If your code touches sensitive stuff (eg. public networking) and needs to be low level, probably Rust (or another compiled memory safe language). Otherwise, just use C++.
But then what's the point of Tauri? I mean there are plenty general use projects in Tauri, why'd they chose Rust?
Do you really need tauri?
Tauri is for web devs that want to make GUIs with web tech in rust. You can do GUIs without web tech.
If you really want to make a GUI with rust, you can use iced.
If you just want a GUI with web tech, do it in JavaScript+html.
If you want a GUI without web tech and don't care the language, use a GUI toolkit for your preferred language.
Learning a GUI toolkit is hard. Learning a language is hard. Learning both at the same time is even harder than the sum.
Tauri provides native system plugins cross platform, that's what I want, paired with the fact it doesn't bundle Chromium, apps are lightweight and fast.
You can use Tauri with Iced too, it doesn't require web tech, the strong point of Tauri is the native system modules.
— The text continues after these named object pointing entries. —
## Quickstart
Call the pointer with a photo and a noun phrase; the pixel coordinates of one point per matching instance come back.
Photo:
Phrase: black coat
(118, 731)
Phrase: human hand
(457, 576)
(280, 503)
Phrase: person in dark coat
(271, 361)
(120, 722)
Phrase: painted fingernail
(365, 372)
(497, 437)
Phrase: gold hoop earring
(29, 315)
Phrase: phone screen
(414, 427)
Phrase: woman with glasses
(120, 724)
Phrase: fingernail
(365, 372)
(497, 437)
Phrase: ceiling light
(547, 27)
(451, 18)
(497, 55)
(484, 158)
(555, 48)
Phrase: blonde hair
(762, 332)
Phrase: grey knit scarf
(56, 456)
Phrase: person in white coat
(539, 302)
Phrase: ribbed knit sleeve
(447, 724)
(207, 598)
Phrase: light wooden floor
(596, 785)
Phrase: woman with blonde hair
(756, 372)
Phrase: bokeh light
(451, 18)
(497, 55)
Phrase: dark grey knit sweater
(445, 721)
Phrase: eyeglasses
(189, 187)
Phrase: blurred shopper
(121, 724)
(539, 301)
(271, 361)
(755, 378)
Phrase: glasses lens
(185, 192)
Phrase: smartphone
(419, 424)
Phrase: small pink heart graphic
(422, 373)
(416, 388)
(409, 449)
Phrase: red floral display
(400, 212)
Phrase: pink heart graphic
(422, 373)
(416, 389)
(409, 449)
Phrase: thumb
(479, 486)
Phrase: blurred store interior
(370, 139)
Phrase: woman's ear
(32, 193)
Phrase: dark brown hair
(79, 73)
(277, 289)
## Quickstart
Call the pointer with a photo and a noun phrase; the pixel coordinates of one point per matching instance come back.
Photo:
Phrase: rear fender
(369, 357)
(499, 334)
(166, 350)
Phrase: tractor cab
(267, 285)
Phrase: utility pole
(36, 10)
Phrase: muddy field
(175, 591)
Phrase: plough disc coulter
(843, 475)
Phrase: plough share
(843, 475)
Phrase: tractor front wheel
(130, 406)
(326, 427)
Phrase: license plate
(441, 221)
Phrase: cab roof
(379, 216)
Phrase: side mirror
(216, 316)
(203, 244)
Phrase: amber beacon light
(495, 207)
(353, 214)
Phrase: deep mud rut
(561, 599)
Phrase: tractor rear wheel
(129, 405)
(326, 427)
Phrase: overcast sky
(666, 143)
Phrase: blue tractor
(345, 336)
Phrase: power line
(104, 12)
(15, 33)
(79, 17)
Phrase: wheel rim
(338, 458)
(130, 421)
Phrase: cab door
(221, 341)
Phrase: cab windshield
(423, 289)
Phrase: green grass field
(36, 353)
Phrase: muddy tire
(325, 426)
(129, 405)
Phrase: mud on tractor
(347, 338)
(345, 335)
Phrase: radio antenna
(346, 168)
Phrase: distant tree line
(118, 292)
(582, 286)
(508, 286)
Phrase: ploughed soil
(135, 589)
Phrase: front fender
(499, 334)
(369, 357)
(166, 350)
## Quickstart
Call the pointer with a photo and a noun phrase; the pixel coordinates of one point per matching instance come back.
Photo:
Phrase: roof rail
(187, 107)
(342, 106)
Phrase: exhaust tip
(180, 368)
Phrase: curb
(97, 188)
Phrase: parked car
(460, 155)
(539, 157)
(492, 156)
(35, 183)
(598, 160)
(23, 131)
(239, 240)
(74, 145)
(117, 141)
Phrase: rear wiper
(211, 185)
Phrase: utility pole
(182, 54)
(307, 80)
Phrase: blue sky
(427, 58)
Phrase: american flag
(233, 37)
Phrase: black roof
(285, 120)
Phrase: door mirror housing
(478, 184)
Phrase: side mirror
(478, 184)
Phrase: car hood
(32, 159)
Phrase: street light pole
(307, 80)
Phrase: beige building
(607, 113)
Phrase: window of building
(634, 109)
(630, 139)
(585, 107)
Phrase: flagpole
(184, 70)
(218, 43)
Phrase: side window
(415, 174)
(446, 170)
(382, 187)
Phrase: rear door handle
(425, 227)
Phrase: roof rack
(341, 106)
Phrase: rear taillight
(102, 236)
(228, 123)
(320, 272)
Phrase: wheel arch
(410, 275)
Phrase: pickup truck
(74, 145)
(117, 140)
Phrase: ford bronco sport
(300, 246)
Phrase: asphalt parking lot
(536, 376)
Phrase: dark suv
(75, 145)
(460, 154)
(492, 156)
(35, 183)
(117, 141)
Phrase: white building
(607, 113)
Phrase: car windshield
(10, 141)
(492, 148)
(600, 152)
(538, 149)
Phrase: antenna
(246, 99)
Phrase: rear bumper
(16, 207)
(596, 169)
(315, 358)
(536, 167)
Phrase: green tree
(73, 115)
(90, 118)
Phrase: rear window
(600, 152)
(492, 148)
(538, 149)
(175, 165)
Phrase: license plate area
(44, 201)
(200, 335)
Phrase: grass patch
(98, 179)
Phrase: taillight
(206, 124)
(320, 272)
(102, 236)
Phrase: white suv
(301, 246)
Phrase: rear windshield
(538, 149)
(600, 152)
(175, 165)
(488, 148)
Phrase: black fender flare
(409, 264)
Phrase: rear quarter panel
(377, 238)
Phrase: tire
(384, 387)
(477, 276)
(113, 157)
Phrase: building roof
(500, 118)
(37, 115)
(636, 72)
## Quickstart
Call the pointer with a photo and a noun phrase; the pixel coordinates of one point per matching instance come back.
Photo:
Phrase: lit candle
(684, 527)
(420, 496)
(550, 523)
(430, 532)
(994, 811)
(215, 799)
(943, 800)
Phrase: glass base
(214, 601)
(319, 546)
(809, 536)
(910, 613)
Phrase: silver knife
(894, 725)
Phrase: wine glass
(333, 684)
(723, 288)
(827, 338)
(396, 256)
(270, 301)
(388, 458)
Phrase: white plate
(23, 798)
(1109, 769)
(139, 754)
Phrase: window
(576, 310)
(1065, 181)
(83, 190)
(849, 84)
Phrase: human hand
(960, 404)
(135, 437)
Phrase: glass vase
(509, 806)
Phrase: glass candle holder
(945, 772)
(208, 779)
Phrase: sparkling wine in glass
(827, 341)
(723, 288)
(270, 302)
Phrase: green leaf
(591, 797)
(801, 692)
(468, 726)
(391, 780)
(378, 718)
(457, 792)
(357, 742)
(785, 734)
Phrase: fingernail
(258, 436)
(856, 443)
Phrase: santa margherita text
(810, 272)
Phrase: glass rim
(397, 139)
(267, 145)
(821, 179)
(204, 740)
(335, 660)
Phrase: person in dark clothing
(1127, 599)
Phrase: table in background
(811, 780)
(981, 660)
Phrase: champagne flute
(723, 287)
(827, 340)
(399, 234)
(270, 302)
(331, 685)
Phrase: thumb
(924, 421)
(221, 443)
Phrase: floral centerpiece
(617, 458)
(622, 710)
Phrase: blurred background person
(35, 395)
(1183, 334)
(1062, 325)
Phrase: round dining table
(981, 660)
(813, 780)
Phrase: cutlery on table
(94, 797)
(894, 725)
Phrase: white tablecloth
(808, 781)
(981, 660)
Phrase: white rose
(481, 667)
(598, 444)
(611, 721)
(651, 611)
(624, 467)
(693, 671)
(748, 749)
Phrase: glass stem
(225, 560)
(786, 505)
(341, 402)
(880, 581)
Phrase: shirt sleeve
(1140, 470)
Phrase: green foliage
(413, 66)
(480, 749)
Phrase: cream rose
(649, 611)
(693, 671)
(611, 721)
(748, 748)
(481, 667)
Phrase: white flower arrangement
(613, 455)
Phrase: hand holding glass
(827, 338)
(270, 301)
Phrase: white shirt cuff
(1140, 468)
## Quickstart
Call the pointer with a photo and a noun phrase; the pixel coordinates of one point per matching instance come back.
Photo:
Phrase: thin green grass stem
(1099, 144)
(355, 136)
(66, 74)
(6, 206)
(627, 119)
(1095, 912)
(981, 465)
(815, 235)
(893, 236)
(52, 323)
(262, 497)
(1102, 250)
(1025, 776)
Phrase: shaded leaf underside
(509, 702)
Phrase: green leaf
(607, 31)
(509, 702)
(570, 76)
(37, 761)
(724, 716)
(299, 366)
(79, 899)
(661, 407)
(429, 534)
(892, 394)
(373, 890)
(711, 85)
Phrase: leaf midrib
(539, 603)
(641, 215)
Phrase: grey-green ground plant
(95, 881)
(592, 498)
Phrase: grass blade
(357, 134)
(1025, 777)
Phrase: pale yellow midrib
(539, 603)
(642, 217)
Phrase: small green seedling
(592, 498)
I thought about using native tools only but I'm planning on supporting Linux and Windows at the same time, so that's the appealing for me.
I don't know what kind of a GUI you're building, but there are simpler options than Tauri out there. Slint comes to mind.
The GUI isn't important to be honest, just anything that doesn't look too outdated. I'm more interested on cross-platform native plugins, so I don't need to write all by hand. Slint seems to be less libre than Tauri, there are pricing on their website, even tho I understand it's free, still, I prefer to keep it away from strongly backed by individual company, especially if I don't know it well.
"plugins" is not a feature. What plugin specifically do you need? Most probably you can accomplish whatever you need with a library and iced. Plugin is just a fancy word for library.
Plugin are a feature when it provides cross platform abstraction for Windows, Linux, Mac, Android and iOS.
Doing it natively means I need to make a few thousands of extra ifs and maintain all different ifs for each platform, while Tauri provides it out of the box. Such as notifications, filesystem access, file opener, auto start, window management and etc...
There are plenty of cross-platform libraries in rust. In fact, most of them are. Since Rust is cross-platform at its core.